Ambushing potential prey, adult tomato frogs feed on small invertebrates, such as beetles, mosquitoes, and flies. When threatened, these frogs can inflate themselves, giving the appearance of greater size.

==Threats and conservation==
The tomato frog is classified as Near Threatened (NT) on the IUCN Red List, and listed on Appendix II of CITES. Numbers of the tomato frog have been declining as a result of habitat degradation and pollution and the over-collection of these brightly coloured amphibians for the pet trade. Collecting activity, and the associated decline in population, was predominately focused near to the town of Maroantsetra. The tomato frog was rapidly included on Appendix I of the Convention on International Trade in Endangered Species (CITES) in response to this pressure.

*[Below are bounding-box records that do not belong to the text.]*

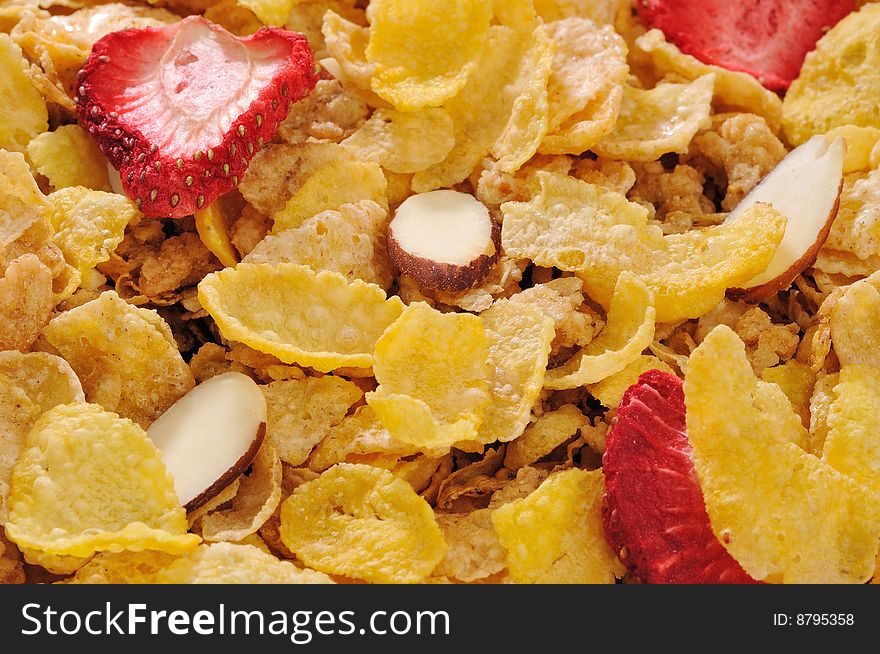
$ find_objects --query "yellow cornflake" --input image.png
[783,4,880,145]
[155,543,334,584]
[261,375,364,466]
[478,299,555,443]
[281,463,446,583]
[41,291,195,427]
[367,302,490,456]
[6,404,199,557]
[272,159,387,233]
[492,468,623,584]
[544,272,656,390]
[0,34,49,152]
[199,263,403,372]
[501,171,786,322]
[587,354,675,409]
[504,404,589,470]
[49,186,140,275]
[684,325,880,583]
[366,0,492,111]
[591,74,715,161]
[27,125,110,191]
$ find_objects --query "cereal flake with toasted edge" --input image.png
[155,543,334,584]
[6,404,199,572]
[478,299,554,443]
[0,351,85,525]
[684,325,880,583]
[27,125,110,191]
[281,463,447,583]
[38,291,195,427]
[199,263,403,372]
[48,186,140,277]
[501,172,786,322]
[366,0,492,111]
[366,302,490,456]
[244,200,394,290]
[272,159,388,233]
[492,468,623,584]
[592,73,715,161]
[544,272,656,390]
[261,375,364,466]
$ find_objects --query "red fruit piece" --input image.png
[639,0,855,91]
[602,370,755,584]
[76,16,317,218]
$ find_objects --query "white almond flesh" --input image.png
[147,372,266,511]
[725,136,846,301]
[388,190,498,292]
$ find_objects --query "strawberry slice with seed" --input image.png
[76,16,318,218]
[639,0,856,91]
[602,370,756,584]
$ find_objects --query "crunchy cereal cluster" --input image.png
[0,0,880,583]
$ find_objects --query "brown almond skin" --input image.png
[387,219,501,293]
[727,179,843,304]
[183,422,266,512]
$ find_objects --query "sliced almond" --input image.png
[388,191,498,292]
[725,136,846,302]
[147,372,266,511]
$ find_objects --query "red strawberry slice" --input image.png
[602,370,755,584]
[76,16,317,218]
[639,0,855,91]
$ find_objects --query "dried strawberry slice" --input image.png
[76,16,317,218]
[639,0,855,91]
[602,370,756,584]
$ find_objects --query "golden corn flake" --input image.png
[412,25,553,193]
[434,509,507,582]
[27,125,110,191]
[155,543,333,584]
[634,29,782,133]
[261,375,364,466]
[199,263,403,372]
[822,364,880,495]
[272,159,387,233]
[0,254,58,350]
[308,406,418,472]
[244,200,395,290]
[342,108,455,173]
[41,291,195,427]
[592,73,715,161]
[281,463,446,583]
[504,404,589,470]
[831,278,880,368]
[544,273,656,390]
[492,468,623,584]
[202,441,281,541]
[49,186,140,275]
[501,172,786,322]
[478,299,555,443]
[367,302,490,456]
[6,404,199,557]
[0,351,85,524]
[684,325,880,583]
[0,34,49,152]
[541,18,629,154]
[587,354,675,409]
[366,0,492,111]
[61,550,178,584]
[783,4,880,145]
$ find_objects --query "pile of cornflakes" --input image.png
[0,0,880,583]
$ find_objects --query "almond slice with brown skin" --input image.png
[388,190,499,292]
[147,372,266,511]
[725,136,846,302]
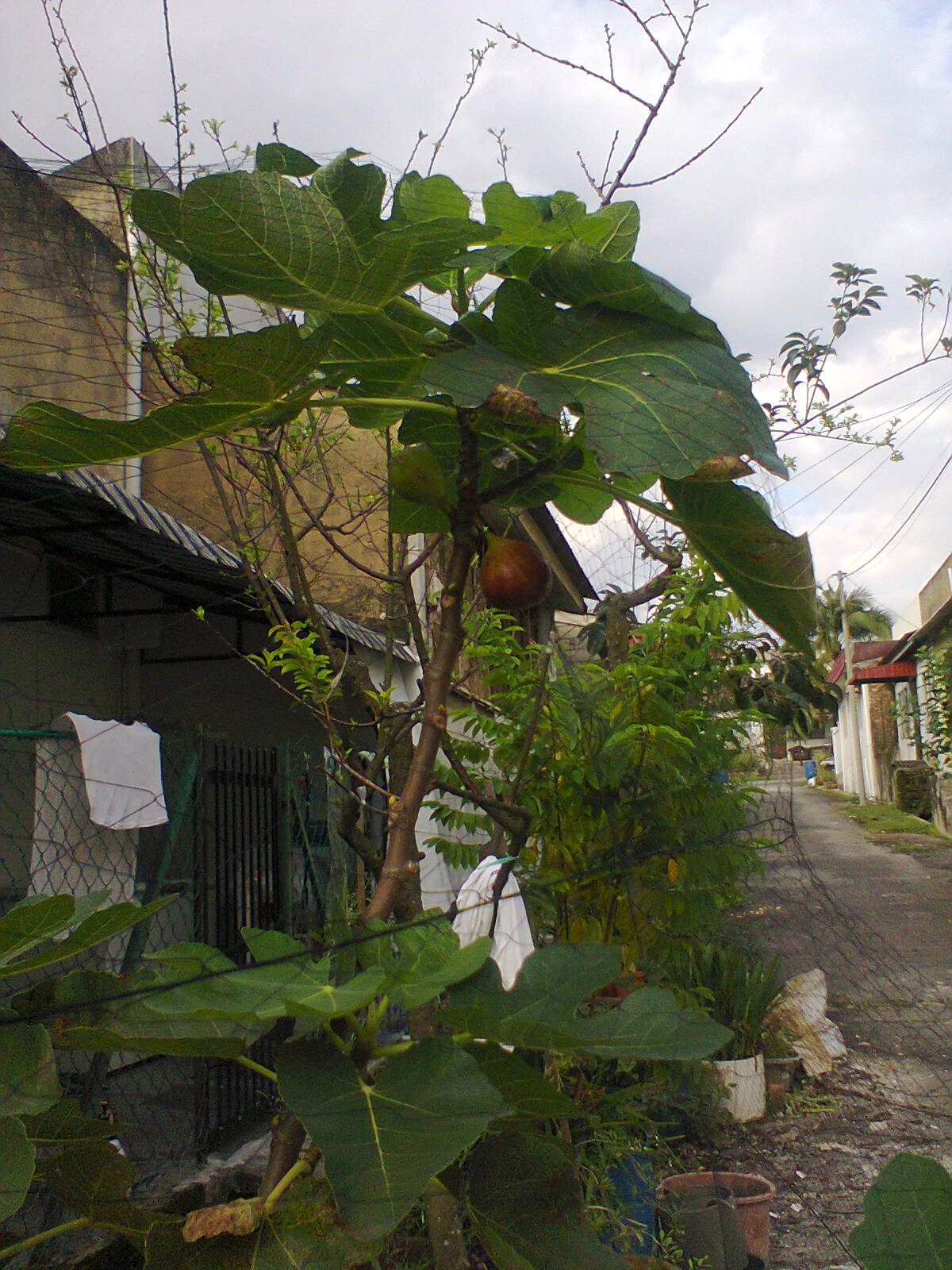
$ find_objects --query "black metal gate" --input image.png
[194,741,288,1154]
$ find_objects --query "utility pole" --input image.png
[836,572,866,806]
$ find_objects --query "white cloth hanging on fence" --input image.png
[62,711,169,829]
[453,856,536,992]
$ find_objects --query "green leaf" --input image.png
[390,491,449,533]
[0,891,104,967]
[443,944,731,1059]
[466,1133,627,1270]
[0,1116,36,1222]
[132,156,493,314]
[23,1101,125,1147]
[139,940,385,1024]
[129,189,190,264]
[424,281,783,478]
[21,969,271,1056]
[255,141,317,176]
[0,891,175,976]
[467,1044,579,1120]
[278,1037,508,1238]
[849,1152,952,1270]
[552,447,616,525]
[357,922,493,1010]
[321,314,427,428]
[0,322,326,471]
[144,1179,381,1270]
[0,1012,62,1116]
[529,243,727,349]
[662,480,816,650]
[482,180,639,260]
[393,171,470,221]
[38,1141,155,1241]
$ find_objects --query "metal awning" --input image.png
[0,465,416,662]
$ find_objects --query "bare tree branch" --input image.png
[616,85,764,189]
[476,17,651,110]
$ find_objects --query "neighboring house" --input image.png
[0,140,594,1154]
[827,640,916,800]
[0,468,410,1160]
[827,556,952,828]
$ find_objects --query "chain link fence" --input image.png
[0,701,343,1183]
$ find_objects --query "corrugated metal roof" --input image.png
[849,662,916,683]
[827,639,899,683]
[0,466,416,663]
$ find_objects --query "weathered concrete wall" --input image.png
[0,142,127,429]
[865,683,899,802]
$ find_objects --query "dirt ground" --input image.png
[692,779,952,1270]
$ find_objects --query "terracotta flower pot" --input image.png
[660,1171,777,1262]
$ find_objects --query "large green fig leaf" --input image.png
[466,1133,627,1270]
[21,970,271,1056]
[529,243,727,349]
[36,1141,155,1241]
[131,157,493,314]
[144,1177,381,1270]
[0,1014,62,1116]
[278,1037,509,1238]
[468,1043,579,1120]
[144,931,386,1024]
[0,1116,36,1222]
[444,944,731,1059]
[0,891,159,974]
[0,324,328,471]
[662,480,816,649]
[357,922,493,1010]
[255,141,319,176]
[849,1152,952,1270]
[424,279,785,476]
[0,891,175,978]
[316,314,427,428]
[482,180,641,260]
[23,1101,119,1148]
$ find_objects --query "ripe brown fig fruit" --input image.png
[390,441,447,506]
[480,533,552,608]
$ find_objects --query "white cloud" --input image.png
[0,0,952,608]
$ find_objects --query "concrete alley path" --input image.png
[754,781,952,1114]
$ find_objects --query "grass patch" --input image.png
[781,1086,843,1118]
[823,790,950,846]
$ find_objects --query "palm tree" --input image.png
[814,587,892,671]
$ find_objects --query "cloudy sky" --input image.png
[0,0,952,625]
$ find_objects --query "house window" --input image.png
[47,560,100,635]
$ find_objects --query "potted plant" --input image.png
[764,1030,800,1111]
[675,942,782,1122]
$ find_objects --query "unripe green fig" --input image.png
[480,533,552,610]
[390,441,447,506]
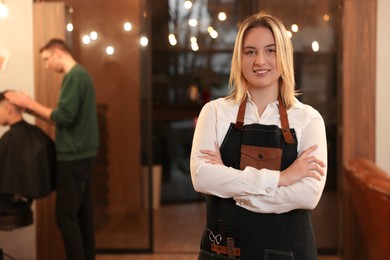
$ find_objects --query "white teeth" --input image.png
[253,69,269,75]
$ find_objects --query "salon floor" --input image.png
[97,192,342,260]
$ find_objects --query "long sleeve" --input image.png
[190,99,279,198]
[191,99,327,213]
[234,111,327,213]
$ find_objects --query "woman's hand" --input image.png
[199,142,223,165]
[279,145,325,186]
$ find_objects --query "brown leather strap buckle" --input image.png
[210,243,241,256]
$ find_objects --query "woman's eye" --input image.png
[245,51,256,55]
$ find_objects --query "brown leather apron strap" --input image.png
[278,95,295,144]
[234,98,246,131]
[234,95,295,144]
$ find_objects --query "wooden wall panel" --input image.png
[341,0,377,260]
[62,0,142,212]
[342,0,376,160]
[33,2,65,260]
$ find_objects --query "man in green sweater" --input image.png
[6,39,99,260]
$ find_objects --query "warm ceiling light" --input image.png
[218,12,226,21]
[123,22,132,32]
[83,35,91,45]
[168,33,177,46]
[89,31,97,41]
[311,41,320,52]
[139,36,149,47]
[324,14,330,22]
[106,46,115,55]
[0,0,8,18]
[291,23,299,32]
[66,23,73,32]
[188,18,198,27]
[184,0,192,10]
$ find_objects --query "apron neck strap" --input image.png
[234,95,295,144]
[278,95,295,144]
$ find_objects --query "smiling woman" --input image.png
[190,12,327,260]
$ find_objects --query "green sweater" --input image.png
[50,64,99,161]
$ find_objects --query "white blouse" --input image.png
[190,95,327,213]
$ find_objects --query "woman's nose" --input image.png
[255,53,264,65]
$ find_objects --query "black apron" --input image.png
[199,98,317,260]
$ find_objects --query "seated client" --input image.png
[0,90,56,217]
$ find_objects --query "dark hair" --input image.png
[39,38,72,54]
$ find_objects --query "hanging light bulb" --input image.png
[0,0,8,18]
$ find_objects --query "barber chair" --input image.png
[0,194,33,260]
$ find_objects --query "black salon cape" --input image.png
[0,120,56,198]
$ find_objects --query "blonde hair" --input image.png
[228,12,297,108]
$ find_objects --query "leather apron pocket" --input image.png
[264,249,294,260]
[240,144,283,170]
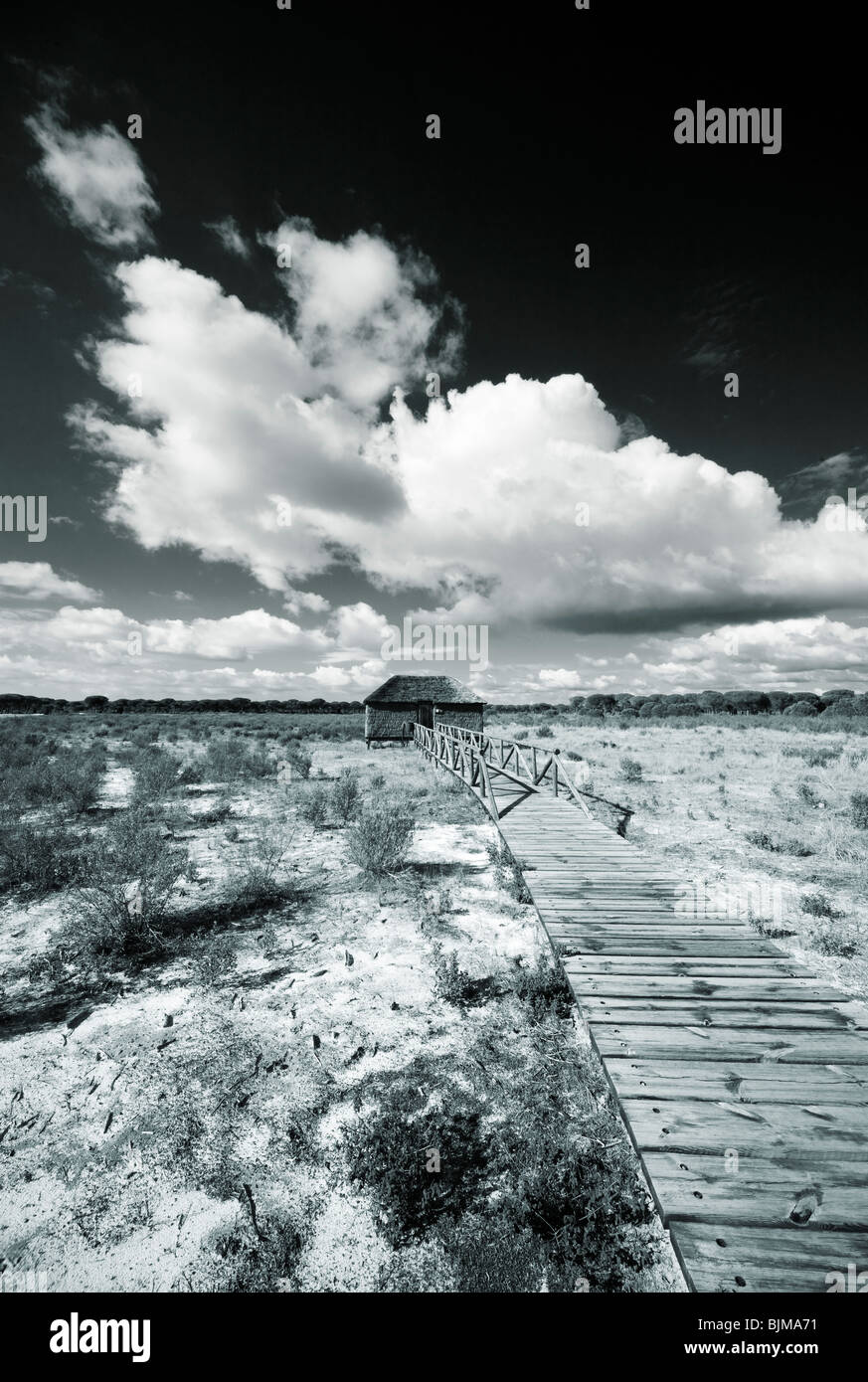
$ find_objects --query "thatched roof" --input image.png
[362,676,484,705]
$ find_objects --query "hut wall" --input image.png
[434,705,482,730]
[365,701,418,740]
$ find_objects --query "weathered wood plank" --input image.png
[606,1061,868,1107]
[591,1023,868,1070]
[620,1098,868,1160]
[641,1151,868,1237]
[547,926,781,959]
[416,731,868,1291]
[564,953,810,981]
[669,1220,868,1295]
[564,957,840,1003]
[579,993,868,1031]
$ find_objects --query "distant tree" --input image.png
[783,701,817,716]
[727,691,770,715]
[588,692,617,715]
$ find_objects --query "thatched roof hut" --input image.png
[364,676,485,745]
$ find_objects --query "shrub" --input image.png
[196,1215,305,1295]
[499,1109,652,1291]
[745,830,814,860]
[332,769,362,825]
[513,954,574,1020]
[130,748,178,807]
[343,1080,486,1247]
[811,922,858,959]
[850,791,868,830]
[0,821,82,893]
[65,811,188,956]
[486,842,534,905]
[347,797,415,873]
[800,893,843,921]
[53,748,105,815]
[191,932,238,988]
[203,737,273,782]
[434,946,475,1007]
[783,701,817,717]
[233,821,308,910]
[298,783,329,829]
[284,740,314,778]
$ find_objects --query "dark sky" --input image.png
[0,0,868,691]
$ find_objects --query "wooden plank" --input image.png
[606,1061,868,1107]
[669,1220,868,1295]
[564,957,842,1003]
[620,1098,868,1160]
[641,1151,868,1237]
[591,1023,868,1068]
[547,926,781,959]
[416,731,868,1291]
[564,953,810,981]
[579,993,868,1034]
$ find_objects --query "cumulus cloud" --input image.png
[0,561,99,602]
[206,216,251,259]
[26,105,157,251]
[27,114,868,687]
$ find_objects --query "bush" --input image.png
[811,921,858,959]
[850,791,868,830]
[499,1110,652,1291]
[783,701,817,716]
[130,748,178,808]
[513,954,574,1021]
[65,811,188,956]
[191,932,238,988]
[343,1080,486,1247]
[486,842,534,905]
[203,738,273,782]
[233,821,308,910]
[332,769,362,825]
[745,830,814,860]
[0,821,82,893]
[298,783,329,830]
[434,946,475,1007]
[800,893,843,921]
[284,740,314,778]
[196,1215,305,1295]
[347,798,415,873]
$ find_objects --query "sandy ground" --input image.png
[0,742,699,1293]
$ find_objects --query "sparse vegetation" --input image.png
[347,798,416,873]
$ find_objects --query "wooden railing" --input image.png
[404,722,633,835]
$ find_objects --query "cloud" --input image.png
[206,216,251,259]
[29,120,868,665]
[779,449,868,514]
[0,561,99,602]
[26,105,157,251]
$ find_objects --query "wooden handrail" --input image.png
[403,720,633,835]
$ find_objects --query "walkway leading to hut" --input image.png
[414,726,868,1293]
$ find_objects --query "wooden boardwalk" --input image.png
[415,726,868,1293]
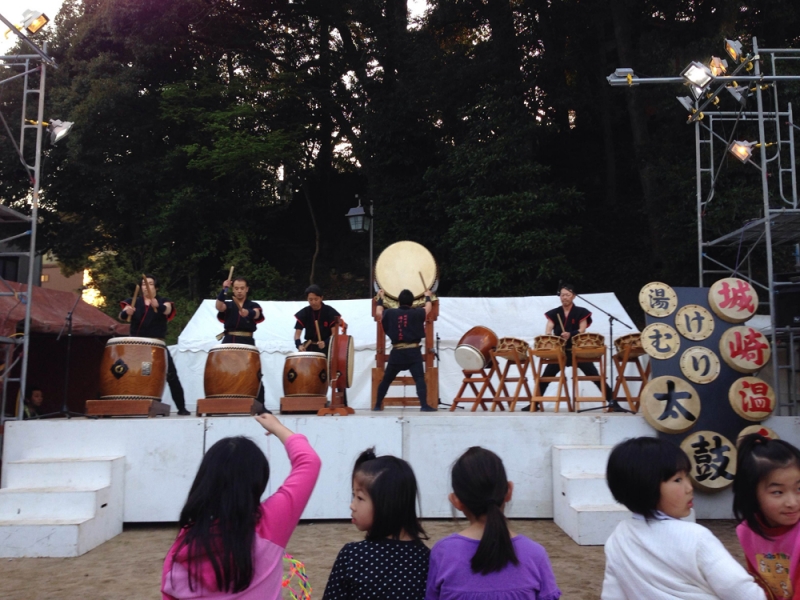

Research into captive breeding techniques for the tomato frog has been carried out by Baltimore Zoo in the United States in an effort to boost the currently small and genetically deprived captive population that exists in that country. A consortium of U.S. zoos that form the Madagascar Fauna Group (MFG) have established an exhibit at the Parc Zoologique Ivoloina, Madagascar in an attempt to help educate local people about this attractive member of their natural heritage. Very little is known about the tomato frog and further research into its distribution, behaviour and potential threats is urgently needed before effective conservation measures can be put into place. It is currently listed on Appendix II of the Convention on International Trade in Endangered Species (CITES), but this move has been criticised by some authors as an ineffective strategy. Further research is also needed to determine if D. antongilii is in fact a separate species or merely a variant of D. guineti.